Ferrucci stressed that he didn’t have a problem with IndyCar race control doing everything in their power to make sure the race finished the distance under green.

“The way that IndyCar finished under green was 100 percent correct for the fans,” Ferrucci said. “It didn’t affect anything for me. What affected me wasn’t the red, it was the yellow.

“The second it went yellow, had it gone yellow two seconds later had they waited, which you can’t wait when you’re crashing, so there’s nothing you can do, I was in third, I was about 6 inches behind Newgarden, and that’s very clear in the video.

“At the end of the day, nothing changed for me. The fact that they actually went red and restarted the race gave me that opportunity to win again. I just didn’t have a great restart because it’s chaotic when you just go. You’ve got to also remember there’s no restart zone.

“At that point when you’re going green for one lap, it was really cool to see the shootout, I’m not going to lie, but you know that they’re going green, so you were literally at the hands of the leader on a completely random — you could start going into 3 in the middle of 3 and 4 out of 4. He could start the race whenever he wanted to start the race instead of in the zone, so it was completely unpredictable.

“(Ericsson) had a really good jump, and I did not. That’s what took me out of the win at the end of the race. It had nothing to do with IndyCar or the red in my opinion.”

Ferrucci and rookie teammate Benjamin Pedersen helped put a smile on 88-year-old AJ Foyt’s face in what started as the one of the saddest months of Foyt’s life after his wife of 68 years, Lucy, died.

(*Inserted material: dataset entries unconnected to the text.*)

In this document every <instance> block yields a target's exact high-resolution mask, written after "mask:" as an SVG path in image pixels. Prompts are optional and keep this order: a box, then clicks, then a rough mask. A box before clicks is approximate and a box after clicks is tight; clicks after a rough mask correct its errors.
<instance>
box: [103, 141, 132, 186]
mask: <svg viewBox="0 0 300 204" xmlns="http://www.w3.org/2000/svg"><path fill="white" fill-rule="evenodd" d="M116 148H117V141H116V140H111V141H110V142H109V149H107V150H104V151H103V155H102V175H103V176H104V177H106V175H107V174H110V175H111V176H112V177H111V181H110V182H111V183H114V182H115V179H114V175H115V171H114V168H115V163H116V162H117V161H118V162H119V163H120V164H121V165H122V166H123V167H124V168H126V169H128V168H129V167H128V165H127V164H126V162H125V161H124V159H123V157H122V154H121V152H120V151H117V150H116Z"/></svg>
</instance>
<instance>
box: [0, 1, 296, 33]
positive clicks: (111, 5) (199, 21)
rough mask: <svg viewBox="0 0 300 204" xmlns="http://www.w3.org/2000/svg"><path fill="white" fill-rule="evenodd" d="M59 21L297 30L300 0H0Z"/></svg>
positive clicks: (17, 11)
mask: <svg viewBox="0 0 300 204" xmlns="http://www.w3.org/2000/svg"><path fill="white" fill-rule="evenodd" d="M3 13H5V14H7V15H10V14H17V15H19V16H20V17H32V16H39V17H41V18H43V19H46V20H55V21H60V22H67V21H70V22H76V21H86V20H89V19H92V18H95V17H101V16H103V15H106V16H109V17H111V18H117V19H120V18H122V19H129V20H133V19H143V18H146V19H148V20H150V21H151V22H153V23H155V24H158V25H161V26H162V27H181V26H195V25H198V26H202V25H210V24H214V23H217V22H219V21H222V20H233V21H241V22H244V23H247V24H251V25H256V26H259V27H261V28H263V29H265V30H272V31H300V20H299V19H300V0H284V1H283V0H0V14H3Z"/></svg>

Foyt returned to the Indianapolis Motor Speedway dealing with grief, but for the past three weeks, he was able to see his racing team return to prominence.

I think he was really proud,” Ferrucci said of Foyt. “There’s truly two people that understood my emotions and felt my emotions on Sunday. A.J. was one, and Michael Cannon (his engineer) was the other.

“If you look at some of the photos from that day, you can kind of see it in my eyes, just — you really have to have it in your hands and then lose it in your hands to kind of understand that feeling of when you work that hard. You have to understand you’re coming from a team with two cars, a budget that’s a quarter of the size of Penske and Ganassi, and that’s all month long. We wanted it probably that much more than everybody else that day.

“To come up that short, A.J.’s finished second and third on dominant days in the ’70s, and he talked about those races, where we had the car to win. We were by far the best car at the end of that race. Once the Team McLarens were out of it and the 10 car and the 21 had the incident in pit lane, that left us.

“We were the car to win, and yeah, just sitting third knowing there’s nothing you can do, after all that hard work, yeah, it’s a feeling that very few people would understand.

“But he was incredibly proud of I think what the organization accomplished. I’m very proud of Larry and what Larry Foyt has done with the team because Larry has had control of this team since 2007, and to see him get his first podium as a team boss and team owner at the speedway was huge.

“I think everybody was incredibly proud of what we’ve accomplished.”